Material and methods: This retrospective study included 34 patients (26 dysplastic hips, 8 protrusion hips) who underwent 3T MR arthrography between November 2019 and March 2023 (age and gender details in Table 1 [Tab. 1]). Imaging consisted of PD-weighted TSE and axial-oblique 3D T1 MP2RAGE MRI sequences, with anteroposterior pelvic radiographs assessed for standard parameters. Patients were classified into two groups representing extreme and opposite deformities: Protrusion (positive protrusion sign, defined as the femoral head touching or crossing the ilioischial line) and Dysplasia (LCE < 23°), based on radiographic criteria. A validated AI-powered segmentation algorithm (3D nnU-Net) was used to calculate 3D morphological parameters and dGEMRIC values per sector using a clock-face system (1–12 o’clock), further divided into central and peripheral zones.
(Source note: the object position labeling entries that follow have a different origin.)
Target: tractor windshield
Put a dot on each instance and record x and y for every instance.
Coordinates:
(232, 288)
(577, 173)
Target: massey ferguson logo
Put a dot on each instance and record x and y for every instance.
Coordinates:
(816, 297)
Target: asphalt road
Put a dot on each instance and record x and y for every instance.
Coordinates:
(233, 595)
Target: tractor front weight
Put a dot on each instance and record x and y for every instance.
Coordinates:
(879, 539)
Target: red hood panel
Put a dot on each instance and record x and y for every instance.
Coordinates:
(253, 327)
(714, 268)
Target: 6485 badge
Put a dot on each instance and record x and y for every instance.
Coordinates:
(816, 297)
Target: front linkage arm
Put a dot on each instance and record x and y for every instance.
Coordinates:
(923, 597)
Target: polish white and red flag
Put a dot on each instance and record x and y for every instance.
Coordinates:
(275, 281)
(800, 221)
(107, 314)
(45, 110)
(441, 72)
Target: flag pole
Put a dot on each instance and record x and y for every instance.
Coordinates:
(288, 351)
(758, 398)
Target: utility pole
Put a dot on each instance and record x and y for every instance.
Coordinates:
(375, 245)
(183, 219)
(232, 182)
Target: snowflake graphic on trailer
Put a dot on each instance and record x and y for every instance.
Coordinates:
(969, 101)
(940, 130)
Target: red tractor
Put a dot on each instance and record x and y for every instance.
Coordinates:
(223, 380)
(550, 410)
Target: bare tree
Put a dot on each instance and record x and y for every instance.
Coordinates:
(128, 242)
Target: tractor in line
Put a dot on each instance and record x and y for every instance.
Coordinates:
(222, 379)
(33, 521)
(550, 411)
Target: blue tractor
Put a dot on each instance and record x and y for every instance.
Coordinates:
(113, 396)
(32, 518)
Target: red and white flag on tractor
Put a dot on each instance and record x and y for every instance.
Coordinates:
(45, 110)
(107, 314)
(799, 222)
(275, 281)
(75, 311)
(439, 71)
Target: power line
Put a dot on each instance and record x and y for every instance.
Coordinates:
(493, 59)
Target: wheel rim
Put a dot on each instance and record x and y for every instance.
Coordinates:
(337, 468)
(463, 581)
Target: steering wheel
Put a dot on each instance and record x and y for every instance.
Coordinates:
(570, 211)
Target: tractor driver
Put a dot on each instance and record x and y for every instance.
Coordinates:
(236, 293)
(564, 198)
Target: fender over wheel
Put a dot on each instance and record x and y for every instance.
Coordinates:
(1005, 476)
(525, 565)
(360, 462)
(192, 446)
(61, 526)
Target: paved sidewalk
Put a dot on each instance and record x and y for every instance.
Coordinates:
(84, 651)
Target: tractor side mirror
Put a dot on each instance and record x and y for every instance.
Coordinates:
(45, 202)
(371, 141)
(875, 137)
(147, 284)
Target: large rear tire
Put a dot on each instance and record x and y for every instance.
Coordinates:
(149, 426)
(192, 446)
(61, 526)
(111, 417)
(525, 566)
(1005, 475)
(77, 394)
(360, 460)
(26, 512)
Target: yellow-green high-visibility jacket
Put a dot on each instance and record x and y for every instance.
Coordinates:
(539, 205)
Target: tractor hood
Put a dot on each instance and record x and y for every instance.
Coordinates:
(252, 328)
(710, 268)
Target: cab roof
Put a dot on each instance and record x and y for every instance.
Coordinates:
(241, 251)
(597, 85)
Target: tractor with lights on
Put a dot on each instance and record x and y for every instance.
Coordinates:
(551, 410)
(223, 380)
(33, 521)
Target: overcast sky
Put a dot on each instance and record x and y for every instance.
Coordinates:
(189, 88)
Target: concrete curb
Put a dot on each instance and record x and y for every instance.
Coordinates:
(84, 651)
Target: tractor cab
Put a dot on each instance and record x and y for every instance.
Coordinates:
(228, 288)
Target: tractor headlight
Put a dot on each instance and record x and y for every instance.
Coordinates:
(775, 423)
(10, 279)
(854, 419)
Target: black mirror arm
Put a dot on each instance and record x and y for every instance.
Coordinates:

Sectors located in the area of the incisura and fossa were excluded from the analysis. Statistical analysis was performed using the Wilcoxon rank-sum test after testing for normality.

Table 1

Results: Overall, dGEMRIC values did not differ between hip dysplasia and protrusion (589.9 ± 88.1 vs. 590.6 ± 152.9, p=0.9) (Table 2 [Tab. 2]). The topographical distribution was similar in both groups, with the highest values observed from 11 to 1 o’clock in both central and peripheral zones (Table 2 [Tab. 2], Figure 1 [Abb. 1]). Dysplastic hips showed greater variability in dGEMRIC values compared to protrusion hips, with both higher and lower extremes (Figure 1 [Abb. 1]).

Table 2

Discussion and conclusions: To our knowledge, this is the first study comparing volumetric dGEMRIC values using an AI-powered segmentation algorithm. Despite different acetabular morphologies and biomechanics in hips with dysplasia and protrusion, no topographical differences in dGEMRIC distribution were found. This suggests that biomechanical joint loading does not influence topographical biochemical cartilage composition.